Did you know, even a single person could buy a home? There are no rules that you must be married or have a co-borrower. In fact, the mortgage rules state lenders can’t discriminate based on age, sex, or marital status, among many others. So what is so hard about buying a home by yourself?
The fact is you put yourself in a unique situation. You don’t have another income or credit score to fall back on. This means you must qualify for the loan all on your own. This could be a difficult task. It’s not impossible, though. We discuss what you need to do to get qualified.
Perfect Your Credit as a Single Person
When two people apply for a mortgage together, the lender may use the lowest middle score between the two of you. This might sound like it works in your favor if you are single. You don’t have to worry about someone having a lower score than you. However, lenders look at the big picture. Even if your co-borrower has the lower score, he may have higher income or a lower debt ratio. It all balances out. If you are the only borrower, everything relies on you.
Before you apply for a mortgage, look at your credit. You can get a free copy of your credit report from each credit bureau once per year. Go over these reports. See if the information reporting is accurate. Then, go over the account histories. Are you current on your payments? Do you have any collections? Are you over-extended on any of your credit? These are things you can fix now.
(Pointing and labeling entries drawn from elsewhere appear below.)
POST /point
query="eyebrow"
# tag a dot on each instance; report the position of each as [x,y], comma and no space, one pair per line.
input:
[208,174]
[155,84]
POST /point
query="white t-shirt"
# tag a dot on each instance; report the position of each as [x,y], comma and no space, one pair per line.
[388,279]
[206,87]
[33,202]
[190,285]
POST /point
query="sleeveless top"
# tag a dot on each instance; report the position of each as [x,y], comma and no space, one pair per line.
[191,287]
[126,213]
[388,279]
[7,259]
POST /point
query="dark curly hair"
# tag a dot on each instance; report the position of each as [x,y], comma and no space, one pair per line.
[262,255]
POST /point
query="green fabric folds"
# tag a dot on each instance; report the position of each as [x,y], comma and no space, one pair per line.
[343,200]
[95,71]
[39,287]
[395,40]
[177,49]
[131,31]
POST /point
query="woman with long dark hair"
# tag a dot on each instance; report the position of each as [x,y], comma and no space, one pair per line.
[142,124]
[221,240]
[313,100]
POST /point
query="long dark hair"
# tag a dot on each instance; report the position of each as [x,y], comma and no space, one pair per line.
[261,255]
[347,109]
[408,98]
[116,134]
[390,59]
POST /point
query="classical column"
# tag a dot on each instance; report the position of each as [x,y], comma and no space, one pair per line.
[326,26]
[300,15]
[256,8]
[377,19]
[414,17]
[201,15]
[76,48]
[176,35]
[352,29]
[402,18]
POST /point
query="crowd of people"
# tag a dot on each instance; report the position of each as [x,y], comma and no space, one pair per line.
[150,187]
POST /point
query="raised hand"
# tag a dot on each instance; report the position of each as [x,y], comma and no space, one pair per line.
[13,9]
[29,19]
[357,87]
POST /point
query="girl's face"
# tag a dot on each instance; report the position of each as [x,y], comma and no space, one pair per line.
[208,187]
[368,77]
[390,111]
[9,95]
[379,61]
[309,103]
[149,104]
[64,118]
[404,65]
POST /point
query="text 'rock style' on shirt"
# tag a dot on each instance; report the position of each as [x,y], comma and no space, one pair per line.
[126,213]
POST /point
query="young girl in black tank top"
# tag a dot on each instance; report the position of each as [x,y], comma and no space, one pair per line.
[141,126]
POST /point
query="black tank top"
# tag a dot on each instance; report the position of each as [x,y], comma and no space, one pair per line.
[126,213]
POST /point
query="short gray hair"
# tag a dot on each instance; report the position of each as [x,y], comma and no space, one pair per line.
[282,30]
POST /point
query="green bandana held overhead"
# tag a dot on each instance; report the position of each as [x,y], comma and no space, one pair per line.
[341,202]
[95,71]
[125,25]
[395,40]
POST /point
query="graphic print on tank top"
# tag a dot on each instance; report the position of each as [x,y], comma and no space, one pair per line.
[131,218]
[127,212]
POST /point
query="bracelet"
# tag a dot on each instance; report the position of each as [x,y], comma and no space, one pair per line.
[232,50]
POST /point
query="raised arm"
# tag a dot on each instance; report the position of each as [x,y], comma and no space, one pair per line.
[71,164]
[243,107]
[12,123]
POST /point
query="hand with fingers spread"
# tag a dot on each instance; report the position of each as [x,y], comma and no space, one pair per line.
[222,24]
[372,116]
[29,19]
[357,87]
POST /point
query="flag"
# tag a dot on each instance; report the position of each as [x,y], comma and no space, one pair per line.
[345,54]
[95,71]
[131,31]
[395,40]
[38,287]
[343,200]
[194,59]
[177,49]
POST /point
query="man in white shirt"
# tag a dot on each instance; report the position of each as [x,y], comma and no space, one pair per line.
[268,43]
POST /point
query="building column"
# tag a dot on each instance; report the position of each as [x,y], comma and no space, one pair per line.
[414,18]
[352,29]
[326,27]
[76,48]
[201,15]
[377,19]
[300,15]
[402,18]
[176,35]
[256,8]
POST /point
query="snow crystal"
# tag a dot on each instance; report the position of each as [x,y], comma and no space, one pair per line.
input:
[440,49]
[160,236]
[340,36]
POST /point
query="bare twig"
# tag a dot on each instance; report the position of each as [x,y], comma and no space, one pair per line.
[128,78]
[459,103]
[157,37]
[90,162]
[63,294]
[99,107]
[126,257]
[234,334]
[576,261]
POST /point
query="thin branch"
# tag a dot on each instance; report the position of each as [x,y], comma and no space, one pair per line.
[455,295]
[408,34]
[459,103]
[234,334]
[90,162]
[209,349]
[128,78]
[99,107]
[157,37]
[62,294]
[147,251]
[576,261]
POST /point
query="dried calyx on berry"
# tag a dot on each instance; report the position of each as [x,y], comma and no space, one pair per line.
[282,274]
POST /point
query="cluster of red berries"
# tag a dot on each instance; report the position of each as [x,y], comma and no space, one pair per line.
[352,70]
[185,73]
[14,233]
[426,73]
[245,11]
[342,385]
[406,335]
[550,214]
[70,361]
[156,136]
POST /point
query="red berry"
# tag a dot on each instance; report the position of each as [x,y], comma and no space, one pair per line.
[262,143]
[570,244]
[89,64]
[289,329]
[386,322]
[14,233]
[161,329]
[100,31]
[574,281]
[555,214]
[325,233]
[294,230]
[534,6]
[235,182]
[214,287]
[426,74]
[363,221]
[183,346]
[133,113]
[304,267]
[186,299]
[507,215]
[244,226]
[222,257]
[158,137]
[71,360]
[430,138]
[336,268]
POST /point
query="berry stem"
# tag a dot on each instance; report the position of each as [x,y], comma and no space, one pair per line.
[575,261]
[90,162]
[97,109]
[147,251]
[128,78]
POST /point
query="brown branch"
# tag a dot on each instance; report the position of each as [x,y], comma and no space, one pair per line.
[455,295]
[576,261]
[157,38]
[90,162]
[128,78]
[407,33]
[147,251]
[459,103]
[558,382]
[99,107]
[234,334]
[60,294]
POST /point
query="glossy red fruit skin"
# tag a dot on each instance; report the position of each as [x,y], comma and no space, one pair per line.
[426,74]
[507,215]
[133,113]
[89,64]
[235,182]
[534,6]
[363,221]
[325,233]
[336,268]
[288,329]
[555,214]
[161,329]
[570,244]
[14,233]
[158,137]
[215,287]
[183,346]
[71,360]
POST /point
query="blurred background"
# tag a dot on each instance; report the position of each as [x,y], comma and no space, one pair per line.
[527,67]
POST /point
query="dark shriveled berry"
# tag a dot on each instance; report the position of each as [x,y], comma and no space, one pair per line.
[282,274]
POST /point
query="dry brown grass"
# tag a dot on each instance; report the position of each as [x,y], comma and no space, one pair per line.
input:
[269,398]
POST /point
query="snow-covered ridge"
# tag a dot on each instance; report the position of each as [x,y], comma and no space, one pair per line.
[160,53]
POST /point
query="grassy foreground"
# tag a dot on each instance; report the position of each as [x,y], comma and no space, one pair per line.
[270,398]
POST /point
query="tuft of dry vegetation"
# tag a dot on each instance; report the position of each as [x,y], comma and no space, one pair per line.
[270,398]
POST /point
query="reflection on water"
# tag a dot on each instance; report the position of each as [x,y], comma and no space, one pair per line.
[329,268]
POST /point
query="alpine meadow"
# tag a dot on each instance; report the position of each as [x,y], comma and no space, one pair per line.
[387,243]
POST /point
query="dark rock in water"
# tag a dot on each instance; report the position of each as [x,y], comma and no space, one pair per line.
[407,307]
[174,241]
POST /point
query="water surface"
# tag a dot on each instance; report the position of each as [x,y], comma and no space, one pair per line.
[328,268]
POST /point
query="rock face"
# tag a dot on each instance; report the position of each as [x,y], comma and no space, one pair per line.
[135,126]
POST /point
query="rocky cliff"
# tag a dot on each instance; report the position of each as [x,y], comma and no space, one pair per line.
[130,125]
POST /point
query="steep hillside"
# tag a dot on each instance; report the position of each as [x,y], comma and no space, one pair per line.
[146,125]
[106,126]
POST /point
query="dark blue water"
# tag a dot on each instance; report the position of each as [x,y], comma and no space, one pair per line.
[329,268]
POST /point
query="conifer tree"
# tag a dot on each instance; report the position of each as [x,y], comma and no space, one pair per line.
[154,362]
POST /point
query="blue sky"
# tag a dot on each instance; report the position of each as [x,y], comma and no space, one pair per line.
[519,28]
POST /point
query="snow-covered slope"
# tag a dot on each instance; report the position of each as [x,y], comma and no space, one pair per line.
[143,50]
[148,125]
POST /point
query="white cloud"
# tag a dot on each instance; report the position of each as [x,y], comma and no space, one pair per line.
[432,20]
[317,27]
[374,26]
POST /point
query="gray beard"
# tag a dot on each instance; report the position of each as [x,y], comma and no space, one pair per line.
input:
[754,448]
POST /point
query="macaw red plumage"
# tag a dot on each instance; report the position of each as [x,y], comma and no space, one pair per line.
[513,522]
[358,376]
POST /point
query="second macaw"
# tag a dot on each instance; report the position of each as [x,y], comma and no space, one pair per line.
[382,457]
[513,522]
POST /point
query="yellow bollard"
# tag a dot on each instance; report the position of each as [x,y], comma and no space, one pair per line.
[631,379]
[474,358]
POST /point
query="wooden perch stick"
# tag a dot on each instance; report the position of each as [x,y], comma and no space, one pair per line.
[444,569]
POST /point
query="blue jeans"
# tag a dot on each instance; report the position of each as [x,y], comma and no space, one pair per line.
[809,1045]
If you fix the credit problems before you apply for a mortgage, you increase your chance of approval. Leaving it to chance could leave you without a mortgage.
Stabilize your Employment
The longstanding rule is you should be at your job for at least 2 years before applying for a mortgage. Today lenders might be a little more lenient. But, if you are the only one on the loan, you want to maximize your chances of approval. Don’t apply for a mortgage until you are at the same job for 2 years. If you do change jobs, make sure you do so for good reason. A few good ones include:
- You went to school to take a better position and you can prove it
- You took a job with higher pay or the potential for advancement
- You took a job at a more stable company
You can easily prove any of these situations to a lender. This way if you did recently change jobs, you won’t look like a high-risk borrower.
Minimize Your Debts
Your debt ratio could be the largest barrier when buying a home as a single person. You don’t have another person’s income to offset your debts. Of course, this could be a good thing. If you had a partner with a lot of debt, it could increase your total debt ratio. It’s like a double-edged sword.
When you apply on your own, though, you are in control. Before you shop for a home, go over your debts. How many credit cards and loans do you have? How do the payments compare to your income? On a conventional loan, you need debt ratios that don’t exceed 28/36. This means your total debt including all loans and credit card payments can’t exceed 36%. That’s a tall order to fill. Get rid of your debts before applying for a mortgage so you can minimize your ratio.
Save Money for a Down Payment
The money you put down on a home helps determine your risk level. The more you borrow, the riskier you are to a lender. This doesn’t mean you need 20% down or you won’t get a mortgage, though. There are options. But, the more money you put down, the better your chances of approval.
Start saving money long before you want to purchase a home. This way when you are ready, you have the money. Strive for a 20% down payment, but don’t avoid applying for a loan if you don’t have that much. At the very least, you’ll need 3.5% for an FHA loan. Since FHA loans have lenient guidelines, you may have a better chance at securing this type of loan.
Show Long-Term Stability
Lenders want to see that you can afford your loan moving forward. This is why they like to see job stability and consistent income. This helps them feel confident you will be able to afford the loan moving forward. Since you are single, you need to show long term stability. You don’t have another income to fall back on or a great credit history to back you up. Everything is on your shoulders. If you can show a lender you have a proven track history, you may have a better chance at approval.
There are no rules stating you can’t purchase a home as a single person. However, lenders may act more cautious with your situation. They just want to avoid the risk of default for themselves as well as you. If your city or county offers Housing Counseling or mortgage help, take it. Let a counselor guide you to the right program. This way you know without a doubt that you are not getting in over your head.
In many cases, you are at an advantage buying a home on your own. You don’t have to worry about anyone else’s debts, credit score, or low income dragging you down. You are in control of what you receive. The earlier you start the process, the better your chances of approval. Stabilize your income and employment and save as much as you can. If you know you had credit problems, try to fix them before re you apply for a loan. This way you increase your chances of approval. You also increase your chances of securing a great interest rate. This helps to make your loan the most affordable.